Most importantly, be prepared before you dial.

Don’t make your phone call until you have all the details in front of you. Make sure you know the amount owed and the products or services sold; the date of the sale; details of any query resolution; your payment terms with that customer, their payment history, purchase order numbers and contact names. If you can’t answer these simple questions you will lose the upper hand in the call.

Know the standard debtor excuses

Expect some story telling, emotional responses, excuses and even lies. There are many stalling tactics routinely used by businesses and individuals so have a standardised response to those beforehand. You can read more about the most commonly used debtor excuses here.

You have one aim: Get a commitment

Head into your phone call with a single aim – to get your contact to confirm and agree a specific date by which they will pay you. The more focused you are on achieving that goal, the easier the call.

Maintain the right tone of voice

Adopt the right tone. It’s no good starting the phone call aggressively as this will only make the conversation difficult – and may even result in the caller not taking the call or hanging up. Be assertive, confident, friendly and professional. It’s good to remember that the ideal outcome from the call is to get a promise of payment without destroying your relationship with what could be a profitable customer.
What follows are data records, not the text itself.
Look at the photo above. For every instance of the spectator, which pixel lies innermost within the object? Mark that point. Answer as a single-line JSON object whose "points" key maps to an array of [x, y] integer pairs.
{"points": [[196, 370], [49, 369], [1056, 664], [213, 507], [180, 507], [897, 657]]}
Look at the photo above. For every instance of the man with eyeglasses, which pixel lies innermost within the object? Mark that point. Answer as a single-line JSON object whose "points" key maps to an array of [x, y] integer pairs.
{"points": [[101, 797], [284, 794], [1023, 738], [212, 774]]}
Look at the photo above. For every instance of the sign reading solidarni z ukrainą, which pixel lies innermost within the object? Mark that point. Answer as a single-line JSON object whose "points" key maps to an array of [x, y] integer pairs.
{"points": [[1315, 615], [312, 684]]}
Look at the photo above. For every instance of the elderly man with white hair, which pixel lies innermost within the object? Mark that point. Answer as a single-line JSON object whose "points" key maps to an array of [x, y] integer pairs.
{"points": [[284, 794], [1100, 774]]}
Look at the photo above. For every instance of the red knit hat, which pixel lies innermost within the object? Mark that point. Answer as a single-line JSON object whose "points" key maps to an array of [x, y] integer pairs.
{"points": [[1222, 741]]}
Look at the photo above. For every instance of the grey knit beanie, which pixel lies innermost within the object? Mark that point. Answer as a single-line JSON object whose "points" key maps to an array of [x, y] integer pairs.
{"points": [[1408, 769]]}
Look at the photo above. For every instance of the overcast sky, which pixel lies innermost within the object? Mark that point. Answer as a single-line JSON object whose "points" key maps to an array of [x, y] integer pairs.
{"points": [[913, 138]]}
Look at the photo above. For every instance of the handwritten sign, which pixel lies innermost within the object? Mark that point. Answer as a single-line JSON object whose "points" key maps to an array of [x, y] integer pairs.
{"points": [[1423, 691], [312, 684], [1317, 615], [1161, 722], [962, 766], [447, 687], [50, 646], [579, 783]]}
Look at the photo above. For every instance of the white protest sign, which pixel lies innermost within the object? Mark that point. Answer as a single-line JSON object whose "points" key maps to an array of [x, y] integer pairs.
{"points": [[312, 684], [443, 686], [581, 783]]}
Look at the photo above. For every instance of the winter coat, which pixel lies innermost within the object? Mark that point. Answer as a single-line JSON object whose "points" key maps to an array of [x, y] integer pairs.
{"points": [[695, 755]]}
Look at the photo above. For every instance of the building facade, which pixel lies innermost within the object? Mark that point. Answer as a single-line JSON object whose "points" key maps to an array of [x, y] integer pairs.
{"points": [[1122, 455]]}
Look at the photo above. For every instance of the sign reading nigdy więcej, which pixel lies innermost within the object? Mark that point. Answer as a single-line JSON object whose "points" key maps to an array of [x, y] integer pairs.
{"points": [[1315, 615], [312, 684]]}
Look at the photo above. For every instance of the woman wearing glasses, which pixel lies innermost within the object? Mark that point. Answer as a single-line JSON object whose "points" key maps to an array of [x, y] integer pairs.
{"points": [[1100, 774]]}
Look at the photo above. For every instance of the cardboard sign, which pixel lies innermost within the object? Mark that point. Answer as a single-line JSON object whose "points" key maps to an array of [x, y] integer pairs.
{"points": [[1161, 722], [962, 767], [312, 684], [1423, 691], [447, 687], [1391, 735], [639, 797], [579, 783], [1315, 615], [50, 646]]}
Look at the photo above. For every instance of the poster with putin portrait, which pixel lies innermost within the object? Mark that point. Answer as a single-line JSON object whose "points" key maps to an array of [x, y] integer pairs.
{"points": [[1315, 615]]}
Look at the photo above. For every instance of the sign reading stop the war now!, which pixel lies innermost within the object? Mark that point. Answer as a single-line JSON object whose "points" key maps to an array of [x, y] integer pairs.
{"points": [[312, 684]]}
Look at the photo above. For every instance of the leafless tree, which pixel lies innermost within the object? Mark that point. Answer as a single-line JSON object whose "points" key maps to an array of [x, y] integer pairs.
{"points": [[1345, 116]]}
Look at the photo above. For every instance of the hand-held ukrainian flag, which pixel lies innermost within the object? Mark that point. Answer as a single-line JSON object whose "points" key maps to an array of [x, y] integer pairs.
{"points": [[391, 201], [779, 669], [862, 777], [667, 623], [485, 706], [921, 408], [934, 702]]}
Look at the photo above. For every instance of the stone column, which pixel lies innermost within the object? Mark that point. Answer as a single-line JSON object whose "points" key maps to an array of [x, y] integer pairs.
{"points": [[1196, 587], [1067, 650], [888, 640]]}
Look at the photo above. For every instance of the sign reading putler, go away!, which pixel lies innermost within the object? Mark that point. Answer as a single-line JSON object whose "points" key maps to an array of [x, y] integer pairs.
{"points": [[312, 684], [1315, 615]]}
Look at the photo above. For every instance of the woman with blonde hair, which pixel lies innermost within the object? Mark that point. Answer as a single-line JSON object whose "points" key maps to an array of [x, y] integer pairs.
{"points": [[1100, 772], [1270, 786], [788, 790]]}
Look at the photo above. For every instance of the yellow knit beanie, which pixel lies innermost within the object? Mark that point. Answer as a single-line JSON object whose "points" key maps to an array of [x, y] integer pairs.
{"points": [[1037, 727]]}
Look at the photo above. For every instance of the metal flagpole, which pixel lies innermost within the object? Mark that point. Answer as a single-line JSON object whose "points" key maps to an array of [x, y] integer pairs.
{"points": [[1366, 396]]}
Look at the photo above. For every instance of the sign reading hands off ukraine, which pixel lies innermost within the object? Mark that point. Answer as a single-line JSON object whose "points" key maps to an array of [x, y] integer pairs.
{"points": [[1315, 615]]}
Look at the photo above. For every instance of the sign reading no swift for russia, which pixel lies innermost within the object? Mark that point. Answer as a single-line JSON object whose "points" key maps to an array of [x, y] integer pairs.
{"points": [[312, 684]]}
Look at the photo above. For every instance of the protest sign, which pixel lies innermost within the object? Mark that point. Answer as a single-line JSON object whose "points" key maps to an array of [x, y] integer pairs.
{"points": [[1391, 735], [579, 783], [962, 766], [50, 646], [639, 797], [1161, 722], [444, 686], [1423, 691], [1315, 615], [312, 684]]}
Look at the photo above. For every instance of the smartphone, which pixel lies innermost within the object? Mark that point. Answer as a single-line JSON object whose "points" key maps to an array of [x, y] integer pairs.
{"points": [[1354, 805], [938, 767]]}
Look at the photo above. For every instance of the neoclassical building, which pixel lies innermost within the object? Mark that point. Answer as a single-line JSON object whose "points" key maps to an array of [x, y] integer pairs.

They may have a genuine reason for late payment so be positive when you make the call.

Listen and take notes

You need to gain as much information from your debtor as possible. Most will try to get you off the phone as soon as possible so try to gather the detail you need early on. Ask open questions and don’t underestimate the power of silence if your contact becomes emotional. Keep focused on your goal of the call and keep reiterating your questions, followed by silence, to encourage your debtor to speak.

Empathise but keep your goal in mind

Empathise but keep focused on your aim: to get a specific payment date. For genuine hardship cases you can ask debtors to complete a financial statement and work out a mutually acceptable arrangement to repay by instalments. If you have a savvy debtor, getting this payment date commitment may prove difficult. If that’s the case, make sure you get the customer to commit to something else such as a specific call back date. This is particularly helpful if the debtor stalls by claiming they need a copy of the invoice first.

Get names and dates

In the case of commercial debt, make sure you get names! If you can’t speak to the person responsible for making payments, make sure you get names of the people responsible for different stages of the payment process right up to the Financial Director. Find out when those people will be available and ask for direct phone numbers and emails.

Summarise and agree the details

At the end of your call, summarise the actions that have been mutually agreed and reiterate your payment terms and the action that will be taken should those commitments not be met.